呼ばれてゆっくりコウヤの方へ顔を向ける。
「今居る場所と、現在の扱いを調べればいいの」
「うん。あと、彼らのも」
立ち場的にどんな扱いになっているか。そして、フレスタ達が本当に彼らが言った通りに王宮を追い出されたことになっているのかどうかを確認したかった。
「場所は確認済みだけど……すぐに知りたいなら、その辺に居る詳しそうなのを捕まえるよ」
「なら、すぐにお願い」
「うん」
ルディエが上を向く。
「聞こえたな? 捕まえろ」
その指示から十秒と掛からず、部屋の外で待機している近衛騎士から声がかかった。
「し、神官様っ、サーナ様が参りました!」
「入ってもらって」
そして、入って来たのはサーナと白夜部隊の一人の男性。
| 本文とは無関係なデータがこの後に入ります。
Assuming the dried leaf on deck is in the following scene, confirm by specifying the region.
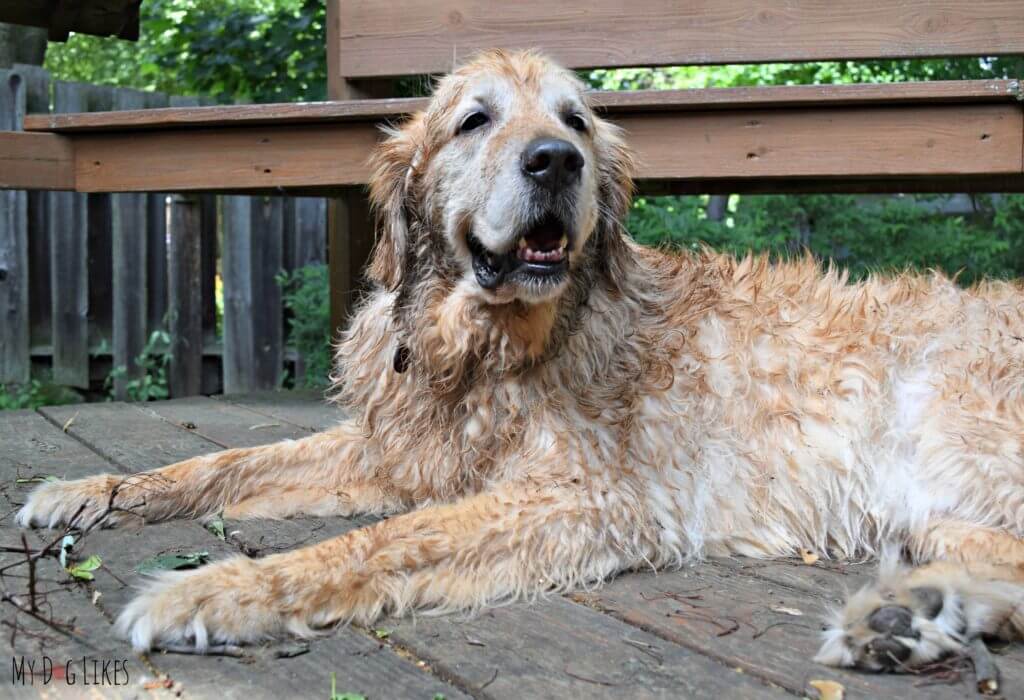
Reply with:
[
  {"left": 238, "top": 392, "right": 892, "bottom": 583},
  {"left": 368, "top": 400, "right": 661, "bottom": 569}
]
[
  {"left": 809, "top": 681, "right": 846, "bottom": 700},
  {"left": 800, "top": 548, "right": 820, "bottom": 566}
]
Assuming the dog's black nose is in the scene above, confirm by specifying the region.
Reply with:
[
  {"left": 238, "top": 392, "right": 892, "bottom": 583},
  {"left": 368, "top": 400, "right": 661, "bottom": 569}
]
[{"left": 522, "top": 138, "right": 583, "bottom": 191}]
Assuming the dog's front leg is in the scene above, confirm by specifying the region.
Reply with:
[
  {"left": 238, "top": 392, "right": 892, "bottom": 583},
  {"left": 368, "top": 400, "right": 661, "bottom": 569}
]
[
  {"left": 119, "top": 485, "right": 650, "bottom": 650},
  {"left": 17, "top": 422, "right": 401, "bottom": 527}
]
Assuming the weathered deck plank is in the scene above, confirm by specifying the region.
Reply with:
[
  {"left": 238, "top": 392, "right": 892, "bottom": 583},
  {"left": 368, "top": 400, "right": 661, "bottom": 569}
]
[
  {"left": 11, "top": 401, "right": 467, "bottom": 700},
  {"left": 217, "top": 391, "right": 344, "bottom": 431},
  {"left": 141, "top": 396, "right": 309, "bottom": 447},
  {"left": 589, "top": 563, "right": 987, "bottom": 698},
  {"left": 380, "top": 598, "right": 788, "bottom": 700},
  {"left": 0, "top": 393, "right": 1024, "bottom": 700}
]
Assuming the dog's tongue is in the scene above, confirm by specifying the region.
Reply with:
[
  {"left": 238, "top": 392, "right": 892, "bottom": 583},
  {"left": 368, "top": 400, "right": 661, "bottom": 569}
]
[{"left": 523, "top": 221, "right": 562, "bottom": 253}]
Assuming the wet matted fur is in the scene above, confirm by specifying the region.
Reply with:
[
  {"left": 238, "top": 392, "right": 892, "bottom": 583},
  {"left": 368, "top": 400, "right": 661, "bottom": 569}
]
[{"left": 19, "top": 52, "right": 1024, "bottom": 669}]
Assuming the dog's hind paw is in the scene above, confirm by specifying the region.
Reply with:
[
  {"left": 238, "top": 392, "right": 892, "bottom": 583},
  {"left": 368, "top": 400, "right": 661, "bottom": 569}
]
[{"left": 814, "top": 562, "right": 1024, "bottom": 672}]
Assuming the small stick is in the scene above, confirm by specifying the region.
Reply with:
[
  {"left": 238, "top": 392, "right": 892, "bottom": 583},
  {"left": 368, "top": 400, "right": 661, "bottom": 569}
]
[{"left": 969, "top": 637, "right": 999, "bottom": 695}]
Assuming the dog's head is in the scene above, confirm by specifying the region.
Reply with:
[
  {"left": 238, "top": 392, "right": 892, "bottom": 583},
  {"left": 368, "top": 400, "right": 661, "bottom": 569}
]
[{"left": 370, "top": 51, "right": 632, "bottom": 304}]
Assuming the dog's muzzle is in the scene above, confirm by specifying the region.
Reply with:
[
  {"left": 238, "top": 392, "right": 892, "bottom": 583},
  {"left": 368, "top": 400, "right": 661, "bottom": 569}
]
[{"left": 466, "top": 214, "right": 572, "bottom": 290}]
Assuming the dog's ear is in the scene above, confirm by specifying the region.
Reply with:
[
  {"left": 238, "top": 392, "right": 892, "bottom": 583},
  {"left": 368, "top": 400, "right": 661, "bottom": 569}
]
[
  {"left": 594, "top": 119, "right": 636, "bottom": 278},
  {"left": 368, "top": 115, "right": 424, "bottom": 290}
]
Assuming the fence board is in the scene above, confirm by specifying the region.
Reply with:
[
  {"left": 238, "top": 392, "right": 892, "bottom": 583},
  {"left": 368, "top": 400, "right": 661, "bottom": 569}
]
[
  {"left": 0, "top": 71, "right": 30, "bottom": 384},
  {"left": 145, "top": 92, "right": 170, "bottom": 333},
  {"left": 283, "top": 196, "right": 327, "bottom": 271},
  {"left": 14, "top": 63, "right": 53, "bottom": 346},
  {"left": 85, "top": 85, "right": 115, "bottom": 378},
  {"left": 170, "top": 95, "right": 217, "bottom": 352},
  {"left": 111, "top": 89, "right": 147, "bottom": 400},
  {"left": 167, "top": 194, "right": 203, "bottom": 397},
  {"left": 221, "top": 196, "right": 284, "bottom": 393},
  {"left": 220, "top": 196, "right": 255, "bottom": 393},
  {"left": 48, "top": 81, "right": 89, "bottom": 388}
]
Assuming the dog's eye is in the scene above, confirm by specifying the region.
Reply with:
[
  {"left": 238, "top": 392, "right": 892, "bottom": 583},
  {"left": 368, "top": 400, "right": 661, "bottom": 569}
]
[
  {"left": 565, "top": 115, "right": 587, "bottom": 131},
  {"left": 459, "top": 112, "right": 490, "bottom": 134}
]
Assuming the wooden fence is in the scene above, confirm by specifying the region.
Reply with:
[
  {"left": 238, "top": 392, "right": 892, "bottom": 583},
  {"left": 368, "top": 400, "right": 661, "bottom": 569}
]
[{"left": 0, "top": 65, "right": 327, "bottom": 397}]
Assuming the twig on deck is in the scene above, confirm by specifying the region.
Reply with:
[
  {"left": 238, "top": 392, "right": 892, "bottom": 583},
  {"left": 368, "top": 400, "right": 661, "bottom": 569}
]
[{"left": 565, "top": 664, "right": 620, "bottom": 688}]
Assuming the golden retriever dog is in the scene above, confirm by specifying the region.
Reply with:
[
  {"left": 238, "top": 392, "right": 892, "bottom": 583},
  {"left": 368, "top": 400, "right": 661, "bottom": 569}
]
[{"left": 18, "top": 51, "right": 1024, "bottom": 670}]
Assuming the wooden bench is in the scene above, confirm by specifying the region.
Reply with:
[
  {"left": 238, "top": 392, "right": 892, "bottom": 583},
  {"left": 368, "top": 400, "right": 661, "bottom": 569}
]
[{"left": 0, "top": 0, "right": 1024, "bottom": 335}]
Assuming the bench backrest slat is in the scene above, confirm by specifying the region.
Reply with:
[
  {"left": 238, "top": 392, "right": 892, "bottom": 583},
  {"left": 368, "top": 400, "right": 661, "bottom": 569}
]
[{"left": 328, "top": 0, "right": 1024, "bottom": 80}]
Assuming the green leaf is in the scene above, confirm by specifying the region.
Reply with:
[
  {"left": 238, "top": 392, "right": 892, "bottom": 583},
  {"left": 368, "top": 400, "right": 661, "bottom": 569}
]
[
  {"left": 57, "top": 535, "right": 75, "bottom": 569},
  {"left": 68, "top": 555, "right": 103, "bottom": 581},
  {"left": 135, "top": 552, "right": 210, "bottom": 573},
  {"left": 331, "top": 672, "right": 367, "bottom": 700},
  {"left": 206, "top": 518, "right": 225, "bottom": 539}
]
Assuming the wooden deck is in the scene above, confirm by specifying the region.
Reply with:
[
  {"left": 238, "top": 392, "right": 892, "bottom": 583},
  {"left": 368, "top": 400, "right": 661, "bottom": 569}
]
[{"left": 0, "top": 393, "right": 1024, "bottom": 700}]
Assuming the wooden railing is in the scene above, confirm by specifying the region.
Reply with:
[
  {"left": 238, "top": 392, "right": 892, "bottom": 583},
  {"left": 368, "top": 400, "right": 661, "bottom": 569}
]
[{"left": 0, "top": 67, "right": 327, "bottom": 397}]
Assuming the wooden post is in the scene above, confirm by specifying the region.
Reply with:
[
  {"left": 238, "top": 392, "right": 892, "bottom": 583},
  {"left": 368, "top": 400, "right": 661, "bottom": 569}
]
[
  {"left": 0, "top": 71, "right": 31, "bottom": 384},
  {"left": 14, "top": 64, "right": 53, "bottom": 355},
  {"left": 284, "top": 196, "right": 327, "bottom": 271},
  {"left": 328, "top": 188, "right": 374, "bottom": 335},
  {"left": 48, "top": 81, "right": 89, "bottom": 388},
  {"left": 145, "top": 92, "right": 170, "bottom": 335},
  {"left": 110, "top": 90, "right": 148, "bottom": 400},
  {"left": 327, "top": 0, "right": 392, "bottom": 336},
  {"left": 221, "top": 196, "right": 284, "bottom": 394},
  {"left": 167, "top": 194, "right": 203, "bottom": 397}
]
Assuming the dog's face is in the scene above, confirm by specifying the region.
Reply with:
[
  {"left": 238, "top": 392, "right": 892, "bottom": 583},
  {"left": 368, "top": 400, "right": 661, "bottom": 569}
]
[{"left": 372, "top": 52, "right": 631, "bottom": 303}]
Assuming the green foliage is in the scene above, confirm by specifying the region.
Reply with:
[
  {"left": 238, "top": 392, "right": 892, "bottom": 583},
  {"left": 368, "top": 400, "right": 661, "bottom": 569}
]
[
  {"left": 629, "top": 194, "right": 1024, "bottom": 283},
  {"left": 0, "top": 379, "right": 82, "bottom": 410},
  {"left": 103, "top": 331, "right": 171, "bottom": 401},
  {"left": 276, "top": 265, "right": 332, "bottom": 388},
  {"left": 582, "top": 56, "right": 1024, "bottom": 90},
  {"left": 45, "top": 0, "right": 327, "bottom": 102}
]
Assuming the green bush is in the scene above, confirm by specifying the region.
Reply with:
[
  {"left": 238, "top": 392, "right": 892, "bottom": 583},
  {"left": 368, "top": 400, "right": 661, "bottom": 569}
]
[
  {"left": 276, "top": 265, "right": 332, "bottom": 388},
  {"left": 0, "top": 379, "right": 82, "bottom": 410},
  {"left": 103, "top": 331, "right": 171, "bottom": 401},
  {"left": 629, "top": 194, "right": 1024, "bottom": 285}
]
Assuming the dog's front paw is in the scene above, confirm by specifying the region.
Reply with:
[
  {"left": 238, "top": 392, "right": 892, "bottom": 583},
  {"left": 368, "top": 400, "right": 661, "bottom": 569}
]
[
  {"left": 117, "top": 557, "right": 308, "bottom": 652},
  {"left": 16, "top": 474, "right": 130, "bottom": 529},
  {"left": 814, "top": 562, "right": 1024, "bottom": 671}
]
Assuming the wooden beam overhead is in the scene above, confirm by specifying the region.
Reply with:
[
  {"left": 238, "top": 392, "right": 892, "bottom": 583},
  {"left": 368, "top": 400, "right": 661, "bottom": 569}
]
[
  {"left": 328, "top": 0, "right": 1024, "bottom": 79},
  {"left": 44, "top": 103, "right": 1024, "bottom": 192},
  {"left": 0, "top": 0, "right": 141, "bottom": 41},
  {"left": 0, "top": 131, "right": 75, "bottom": 189}
]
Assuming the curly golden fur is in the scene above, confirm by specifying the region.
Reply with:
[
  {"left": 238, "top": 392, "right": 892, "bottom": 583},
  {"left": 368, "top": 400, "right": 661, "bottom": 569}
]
[{"left": 19, "top": 51, "right": 1024, "bottom": 669}]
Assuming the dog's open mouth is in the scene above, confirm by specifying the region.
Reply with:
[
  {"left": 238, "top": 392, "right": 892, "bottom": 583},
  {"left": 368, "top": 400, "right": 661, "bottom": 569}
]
[{"left": 466, "top": 215, "right": 572, "bottom": 290}]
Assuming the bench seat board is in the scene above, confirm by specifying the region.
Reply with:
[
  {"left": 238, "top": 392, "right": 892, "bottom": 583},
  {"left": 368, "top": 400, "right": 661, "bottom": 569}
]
[
  {"left": 25, "top": 80, "right": 1024, "bottom": 133},
  {"left": 61, "top": 103, "right": 1024, "bottom": 192},
  {"left": 0, "top": 81, "right": 1024, "bottom": 193}
]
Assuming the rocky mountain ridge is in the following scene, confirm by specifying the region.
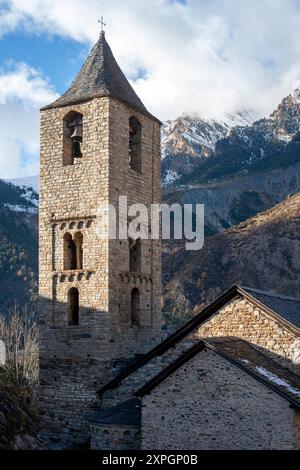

彼らは、二人ずつ両腕に人を引き摺って現れた。気絶しているらしい男たちは、首の後ろの服を引っ張られ、苦しそうだった。
この場で、この光景に驚いているのは、フレスタとディスタ、そして、お付きの老人三人だけ。もはや、アビリス王達はそれほど動揺したりはしない。
サーナが優雅に礼をして報告した。
「ご要望の内情を知っている密偵を連れて参りました」
果たして、笑顔で告げられて良い内容なのか迷う所だった。